Удар катаны (СИ) - Логинов Анатолий Анатольевич
Шрифт:
Интервал:
Закладка:
Что касается самого Эрика Пистолькорса, то он до поры терпел все это безобразие, но развода жене не давал. Отказывал, даже учитывая всю двусмысленность его положения и то, что Ольга родила в Париже сына от великого князя. И совершенно неожиданно сейчас согласился…
Рассказ Анжу, конечно, включал лишь широко известные факты, поэтому продлился недолго. После чего Елена Михайловна пригласила всех в столовую, отобедать. А после обеда женщины заявили, что им необходимо отъехать по делам.
— Вы уж не обижайтесь на нас, Петр Иванович, — как хозяйка, извинилась за обеих дам Елена Михайловна Трубецкая. — Времени ни на что не хватает, приходится все на бегу…
— Не извиняйтесь и не переживайте, уважаемая Елена, — постарался успокоить явно расстроенную хозяйку Петр. — Время, как говорят североамериканцы — деньги.

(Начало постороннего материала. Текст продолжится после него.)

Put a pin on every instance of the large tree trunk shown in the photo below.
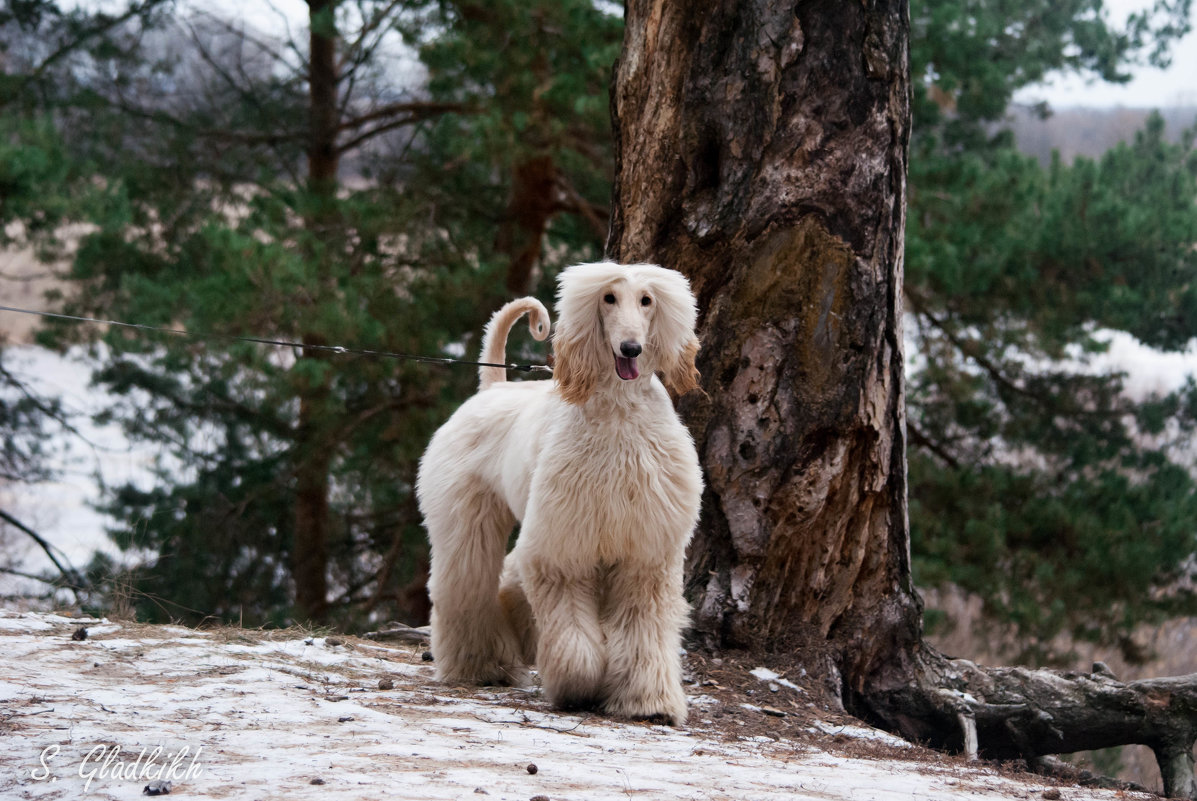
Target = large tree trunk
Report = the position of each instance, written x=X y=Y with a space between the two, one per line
x=761 y=151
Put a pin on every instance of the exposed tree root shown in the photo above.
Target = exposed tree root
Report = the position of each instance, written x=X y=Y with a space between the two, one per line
x=1026 y=714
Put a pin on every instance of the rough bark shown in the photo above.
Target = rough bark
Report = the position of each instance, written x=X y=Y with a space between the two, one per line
x=761 y=151
x=1024 y=714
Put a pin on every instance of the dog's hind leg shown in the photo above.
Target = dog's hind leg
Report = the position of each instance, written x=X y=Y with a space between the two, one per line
x=472 y=638
x=643 y=619
x=570 y=655
x=518 y=612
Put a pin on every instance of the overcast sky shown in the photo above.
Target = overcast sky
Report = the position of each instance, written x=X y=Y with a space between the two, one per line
x=1149 y=88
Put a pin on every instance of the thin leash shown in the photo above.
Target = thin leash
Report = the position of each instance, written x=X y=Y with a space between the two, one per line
x=281 y=343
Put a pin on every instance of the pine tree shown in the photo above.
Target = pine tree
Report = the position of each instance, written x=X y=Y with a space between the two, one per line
x=302 y=192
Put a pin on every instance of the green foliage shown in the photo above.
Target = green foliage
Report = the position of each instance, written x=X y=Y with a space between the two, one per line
x=204 y=219
x=1038 y=479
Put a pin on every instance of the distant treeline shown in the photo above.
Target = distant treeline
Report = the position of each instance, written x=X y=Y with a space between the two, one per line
x=1089 y=132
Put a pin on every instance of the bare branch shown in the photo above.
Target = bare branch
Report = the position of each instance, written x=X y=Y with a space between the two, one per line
x=72 y=577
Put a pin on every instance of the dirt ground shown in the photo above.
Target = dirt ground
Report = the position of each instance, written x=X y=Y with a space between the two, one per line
x=302 y=715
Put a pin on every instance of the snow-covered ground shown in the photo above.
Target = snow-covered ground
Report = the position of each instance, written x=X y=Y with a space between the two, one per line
x=234 y=714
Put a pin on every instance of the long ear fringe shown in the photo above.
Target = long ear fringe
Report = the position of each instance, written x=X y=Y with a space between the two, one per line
x=577 y=341
x=682 y=375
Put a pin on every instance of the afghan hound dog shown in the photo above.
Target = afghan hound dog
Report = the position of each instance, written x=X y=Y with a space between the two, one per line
x=605 y=483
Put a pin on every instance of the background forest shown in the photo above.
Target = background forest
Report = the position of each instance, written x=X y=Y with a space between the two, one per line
x=382 y=174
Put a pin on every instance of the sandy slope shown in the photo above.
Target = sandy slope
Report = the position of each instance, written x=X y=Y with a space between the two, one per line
x=253 y=715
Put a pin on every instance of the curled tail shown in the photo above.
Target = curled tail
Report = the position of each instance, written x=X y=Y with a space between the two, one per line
x=494 y=339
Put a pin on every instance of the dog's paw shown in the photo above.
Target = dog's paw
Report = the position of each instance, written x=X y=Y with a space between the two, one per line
x=668 y=709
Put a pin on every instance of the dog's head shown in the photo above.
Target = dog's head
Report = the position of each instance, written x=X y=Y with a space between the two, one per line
x=625 y=322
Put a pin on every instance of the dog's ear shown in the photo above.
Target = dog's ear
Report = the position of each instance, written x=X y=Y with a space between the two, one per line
x=575 y=378
x=577 y=343
x=681 y=375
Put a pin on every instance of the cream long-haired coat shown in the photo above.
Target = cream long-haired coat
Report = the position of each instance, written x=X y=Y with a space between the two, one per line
x=605 y=483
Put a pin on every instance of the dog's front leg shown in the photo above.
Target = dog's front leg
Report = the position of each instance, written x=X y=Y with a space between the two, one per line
x=644 y=619
x=564 y=599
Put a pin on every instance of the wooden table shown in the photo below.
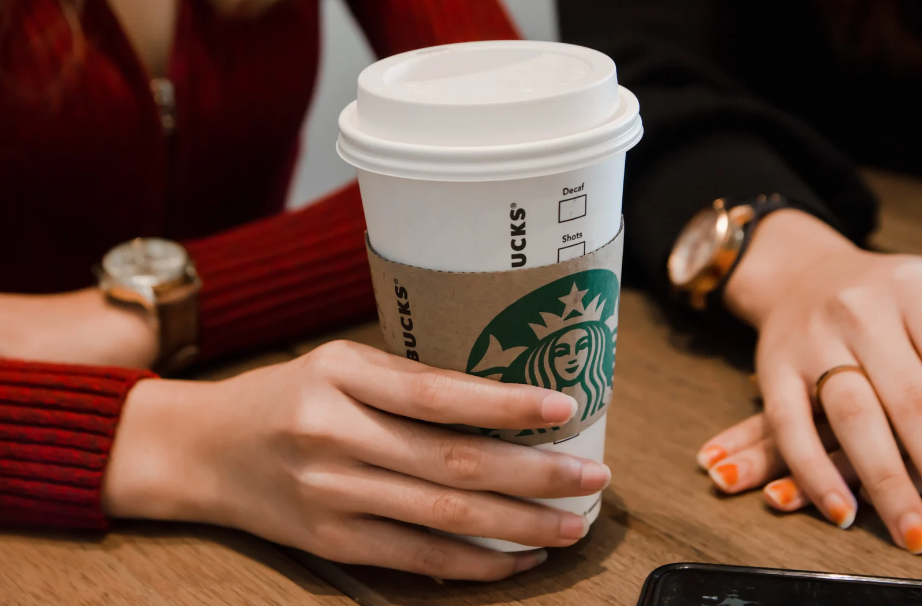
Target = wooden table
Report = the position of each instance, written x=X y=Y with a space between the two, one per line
x=673 y=390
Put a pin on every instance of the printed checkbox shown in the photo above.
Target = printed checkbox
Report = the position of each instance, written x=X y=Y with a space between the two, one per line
x=572 y=208
x=571 y=252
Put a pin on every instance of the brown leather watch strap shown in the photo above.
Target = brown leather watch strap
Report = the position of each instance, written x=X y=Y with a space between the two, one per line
x=178 y=328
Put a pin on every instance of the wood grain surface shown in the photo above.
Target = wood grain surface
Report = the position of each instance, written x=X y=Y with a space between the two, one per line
x=673 y=390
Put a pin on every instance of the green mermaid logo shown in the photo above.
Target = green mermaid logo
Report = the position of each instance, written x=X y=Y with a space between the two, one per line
x=561 y=336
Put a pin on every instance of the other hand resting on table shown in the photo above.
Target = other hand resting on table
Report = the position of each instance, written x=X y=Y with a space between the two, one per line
x=819 y=302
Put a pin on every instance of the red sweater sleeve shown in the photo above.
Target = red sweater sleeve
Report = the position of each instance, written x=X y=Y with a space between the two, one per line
x=57 y=423
x=396 y=26
x=263 y=282
x=286 y=275
x=305 y=270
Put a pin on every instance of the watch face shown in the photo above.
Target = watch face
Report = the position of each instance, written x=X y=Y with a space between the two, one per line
x=696 y=247
x=145 y=262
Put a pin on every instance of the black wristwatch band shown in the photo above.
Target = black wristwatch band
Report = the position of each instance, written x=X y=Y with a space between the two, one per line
x=762 y=206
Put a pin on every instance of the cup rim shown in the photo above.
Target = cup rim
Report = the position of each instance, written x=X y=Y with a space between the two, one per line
x=494 y=162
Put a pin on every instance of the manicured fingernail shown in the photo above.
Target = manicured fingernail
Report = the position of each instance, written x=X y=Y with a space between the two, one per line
x=725 y=475
x=558 y=408
x=573 y=526
x=839 y=511
x=594 y=476
x=708 y=457
x=527 y=561
x=911 y=529
x=782 y=493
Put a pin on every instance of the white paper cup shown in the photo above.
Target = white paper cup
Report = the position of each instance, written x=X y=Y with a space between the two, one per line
x=491 y=156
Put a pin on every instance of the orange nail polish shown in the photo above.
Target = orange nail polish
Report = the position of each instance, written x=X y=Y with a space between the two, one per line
x=911 y=527
x=914 y=539
x=783 y=492
x=726 y=475
x=839 y=512
x=710 y=456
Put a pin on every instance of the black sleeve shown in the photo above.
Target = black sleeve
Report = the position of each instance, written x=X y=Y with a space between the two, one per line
x=705 y=135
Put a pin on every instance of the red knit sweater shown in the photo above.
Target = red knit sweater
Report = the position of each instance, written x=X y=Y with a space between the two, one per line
x=84 y=165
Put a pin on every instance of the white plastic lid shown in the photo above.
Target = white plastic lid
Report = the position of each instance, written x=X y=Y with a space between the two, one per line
x=488 y=111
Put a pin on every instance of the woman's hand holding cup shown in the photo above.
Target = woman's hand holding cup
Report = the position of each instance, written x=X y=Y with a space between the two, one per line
x=338 y=453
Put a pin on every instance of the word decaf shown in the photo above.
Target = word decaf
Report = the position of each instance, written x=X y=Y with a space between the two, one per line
x=517 y=232
x=567 y=191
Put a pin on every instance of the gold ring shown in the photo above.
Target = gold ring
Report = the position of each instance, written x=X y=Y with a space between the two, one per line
x=833 y=372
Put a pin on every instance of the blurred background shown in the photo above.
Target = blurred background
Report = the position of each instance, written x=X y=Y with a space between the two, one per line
x=344 y=54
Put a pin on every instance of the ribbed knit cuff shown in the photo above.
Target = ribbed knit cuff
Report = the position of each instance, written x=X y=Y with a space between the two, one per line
x=274 y=279
x=57 y=424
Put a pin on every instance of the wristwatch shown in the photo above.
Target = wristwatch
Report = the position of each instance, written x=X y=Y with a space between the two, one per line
x=713 y=242
x=157 y=277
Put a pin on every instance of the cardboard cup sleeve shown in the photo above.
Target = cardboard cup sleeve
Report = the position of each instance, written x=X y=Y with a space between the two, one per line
x=554 y=326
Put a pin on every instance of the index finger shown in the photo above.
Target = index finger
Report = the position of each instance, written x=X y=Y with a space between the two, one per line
x=410 y=389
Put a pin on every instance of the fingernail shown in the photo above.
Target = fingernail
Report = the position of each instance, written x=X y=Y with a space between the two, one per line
x=839 y=511
x=782 y=492
x=911 y=529
x=529 y=560
x=573 y=526
x=594 y=476
x=558 y=408
x=726 y=475
x=708 y=457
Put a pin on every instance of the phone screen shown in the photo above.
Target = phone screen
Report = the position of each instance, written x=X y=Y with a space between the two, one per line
x=717 y=587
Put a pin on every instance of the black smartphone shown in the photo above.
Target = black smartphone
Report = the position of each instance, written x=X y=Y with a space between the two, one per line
x=715 y=585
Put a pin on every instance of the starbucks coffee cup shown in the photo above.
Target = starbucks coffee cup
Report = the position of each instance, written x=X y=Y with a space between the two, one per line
x=497 y=168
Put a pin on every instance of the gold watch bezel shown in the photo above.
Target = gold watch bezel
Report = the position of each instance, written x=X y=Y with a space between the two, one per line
x=730 y=234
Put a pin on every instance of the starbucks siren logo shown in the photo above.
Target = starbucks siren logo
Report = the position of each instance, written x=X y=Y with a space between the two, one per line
x=561 y=336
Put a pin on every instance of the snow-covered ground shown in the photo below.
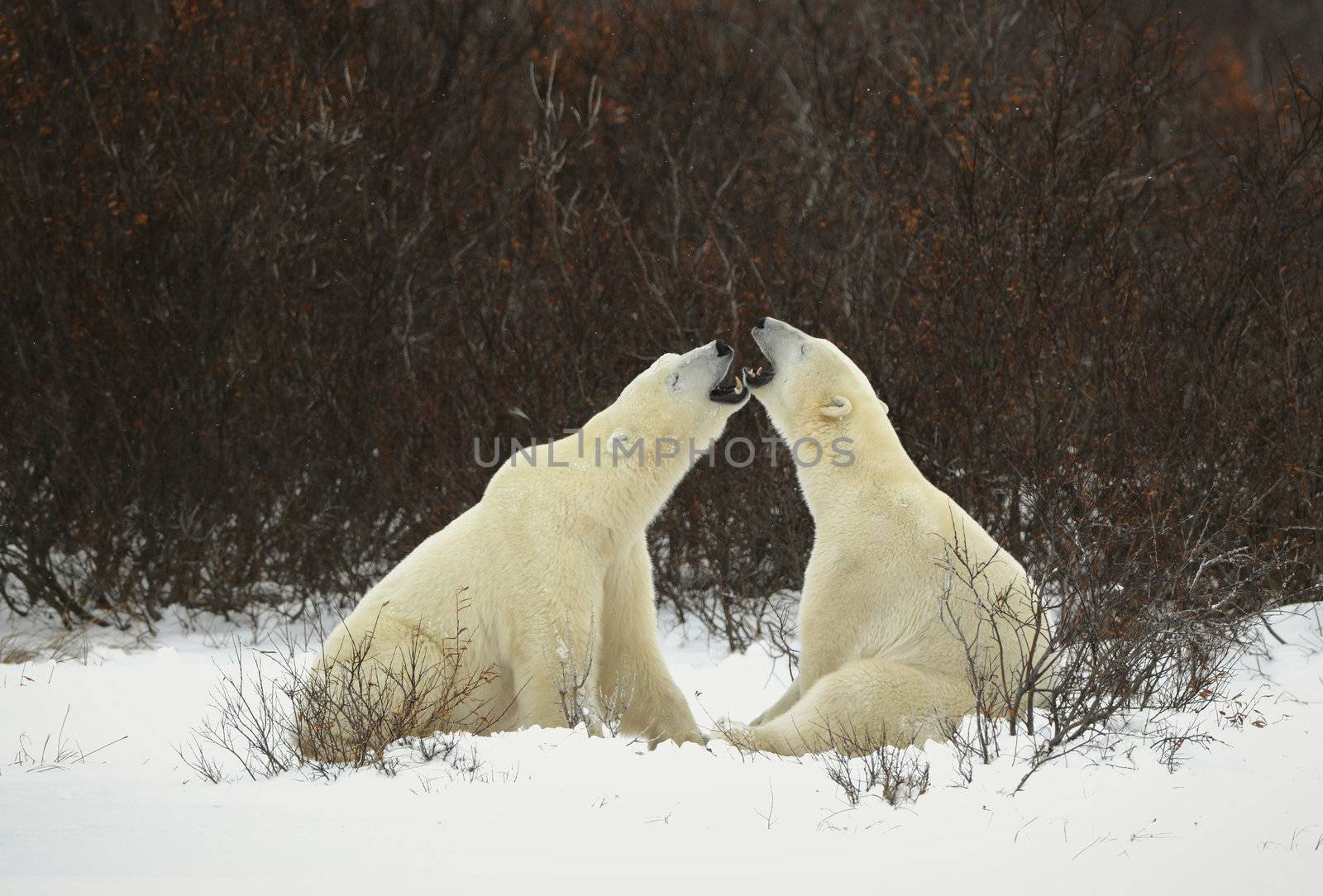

А денег, как известно, всегда и всем не хватает, даже богатеям — миллионщикам, — шутку оценили, засмеялись все.
— Действительно, не расстраивайся так, Леночка, — постарался успокоить жену Трубецкой.
— Постараюсь, Володя. Но и вы тут без нас не скучайте, хорошо?
— Постараемся, — дружно ответили все трое, заставив засмеяться Елену и Наталью. Не выдержав, улыбнулась даже присутствовавшая при разговоре горничная.
Как только трое друзей проводили женщин, Владимир приказал горничной приготовить в гостиной все необходимое. А сами моряки вместо гостиной отправились в прихожую. Где, взяв в руки кортики, лежавшие на столике перед зеркалом, с самым серьезным видом отсалютовали друг другу извлеченными из ножен кортиками[1]. После чего дружно засмеялись, положили оружие на место и пошли в гостиную.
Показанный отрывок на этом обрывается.